Por Raphael Di Cunto, Marcelo Ribeiro, Beatriz Olivon e Andrea Jubé — De Brasília
05/07/2023 05h01 Atualizado há 8 minutos
O relatório do deputado Beto Pereira (PSDB-MS) sobre o projeto do Conselho Administrativo de Recursos Fiscais (Carf) enfrentou resistências de parte do empresariado, dos partidos, do governo e de representantes da Receita Federal e acabou com a votação adiada para passar por ajustes. O tucano passou o dia reunido com diversos partidos para debater o texto, que o presidente da Câmara, Arthur Lira (PP-AL), tenta votar nesta quarta-feira.
Pereira incluiu em seu parecer o acordo entre o ministro da Fazenda, Fernando Haddad, e a Ordem dos Advogados do Brasil (OAB) sobre os casos de empate no Carf, mas não agradou parte do empresariado. A bancada ruralista reclamou da tentativa de gerar caixa “às custas de quem gera emprego e renda”. “No Código Tributário Nacional, no artigo 112, é dito de forma objetiva que, em caso de dúvida sobre a interpretação da legislação tributária que define, deve-se decidir em favor do contribuinte. Ou seja, mesmo que o cenário apresente dificuldades de definição, o voto de qualidade deverá pender para o lado do cidadão”, afirmou a Frente Parlamentar da Agropecuária (FPA). A Confederação Nacional do Comércio (CNC) disse que a medida “é um retrocesso”.
O projeto foi editado pelo governo para tentar voltar com o “voto de qualidade” no Carf, quando o presidente da turma, que é sempre um representante da Receita, desempatava os processos sobre litígios tributários. Isso fazia com que o contribuinte perdesse em 95% das vezes. No governo Bolsonaro, o empate passou a favorecer o contribuinte, o que levou a perdas bilionárias para a União e a proposta de Haddad de retomá-la, com o objetivo de arrecadar R$ 50 bilhões este ano e desestimular práticas tributárias “abusivas”.
O parecer de Pereira acatou o acordo de um “meio-termo”: se o representante do Fisco garantir a vitória da União no critério de desempate, o contribuinte terá que pagar o total da dívida, mas ficará isento de multa de ofício e de responder a processos penais por fraude. Além disso, se quitar o débito sem questioná-lo na Justiça, ficará isento dos juros e poderá pagá-lo em até 12 parcelas, com o uso inclusive de créditos de prejuízo fiscal e de CSLL. Já quem decidir recorrer à Justiça poderá não apresentar garantia em dinheiro ou bens no processo se atestar a “capacidade de pagamento” por um auditoria.
A proposta ainda causou controvérsia entre os partidos, que fizeram seguidas reuniões com Pereira nessa terça-feira para debater o projeto.
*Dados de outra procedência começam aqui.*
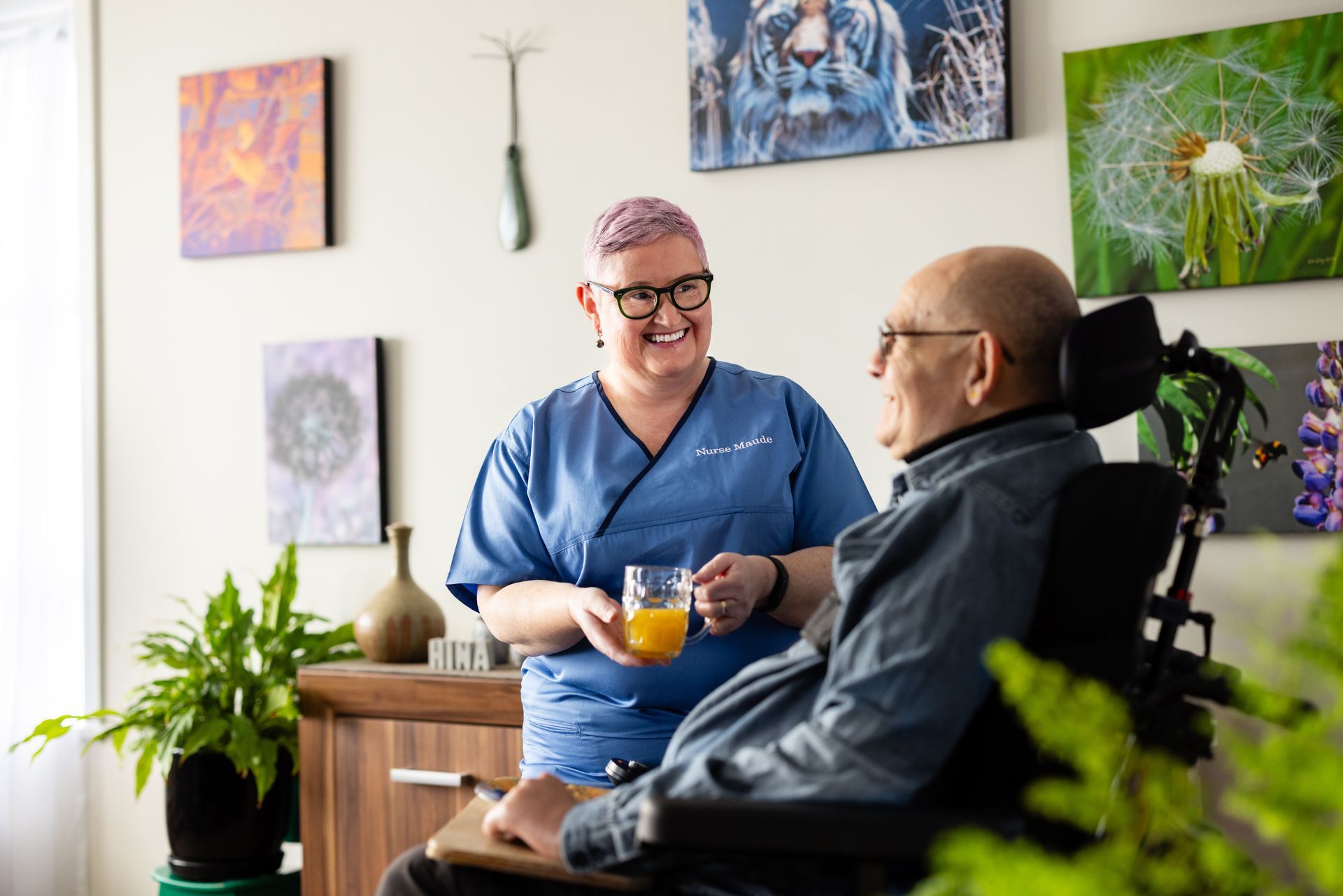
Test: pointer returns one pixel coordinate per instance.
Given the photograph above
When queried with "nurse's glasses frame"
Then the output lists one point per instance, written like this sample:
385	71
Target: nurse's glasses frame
657	301
887	339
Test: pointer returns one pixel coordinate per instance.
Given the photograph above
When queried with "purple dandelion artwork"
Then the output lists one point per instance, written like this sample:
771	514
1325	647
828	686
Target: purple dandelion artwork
325	453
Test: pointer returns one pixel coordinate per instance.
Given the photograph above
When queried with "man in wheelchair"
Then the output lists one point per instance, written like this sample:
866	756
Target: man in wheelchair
887	678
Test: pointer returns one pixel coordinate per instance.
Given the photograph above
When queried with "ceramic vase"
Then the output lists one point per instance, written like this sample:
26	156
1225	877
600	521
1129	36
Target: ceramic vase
395	626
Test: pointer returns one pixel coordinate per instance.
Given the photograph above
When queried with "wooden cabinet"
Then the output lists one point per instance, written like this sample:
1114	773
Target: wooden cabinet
363	720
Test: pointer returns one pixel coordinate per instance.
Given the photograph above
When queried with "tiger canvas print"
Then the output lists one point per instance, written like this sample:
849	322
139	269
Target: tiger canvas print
789	80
O relator prometeu ajustes no texto e um novo parecer deve ser protocolado nesta quarta.
Outro impasse criado foi ele ter acatado emenda proposta por auditores para que a Receita Federal possa fazer transação tributária e negociar descontos para pagamento de autuações fiscais antes que sejam inscritas na Dívida Ativa (fase em que a negociação fica a cargo da Procuradoria-Geral da Fazenda Nacional).
O Fórum da Advocacia Pública Federal protestou que falta “competência constitucional” para a Receita executar esta função e que a PGFN faz o controle suplementar para evitar execuções fiscais indevidas. “Transação sem litígio é renúncia de receita, estimula a inadimplência e fere a lei de responsabilidade fiscal”, afirmou a entidade em nota.
Já presidente do Sindifisco, Isac Santos, defendeu que a transação faz mais sentido nas etapas iniciais do contencioso fiscal. “No lançamento da autuação, há uma incerteza sobre se a dívida existe e se inicia uma discussão administrativa. Então faz mais sentido você negociar um desconto e encerrar esse debate logo do que 15 anos depois, quando há inscrição na Dívida Ativa e já se diminuiu a dúvida sobre a dívida existe ou não”, afirmou.
Além dos impasses técnicos, há os políticos. Lira reuniu-se com os ministros da Casa Civil, Rui Costa, e das Relações Institucionais, Alexandre Padilha, e avisou que os deputados estão insatisfeitos com as promessas não cumpridas, como o pagamento das emendas e a demora em nomear o deputado Celso Sabino (União-PA) para o Ministério do Turismo. Havia expectativa de que a troca ocorresse esta semana, para ser prestigiada pelos colegas, mas o presidente Luiz Inácio Lula da Silva (PT) viajou para a Argentina sem resolver isso.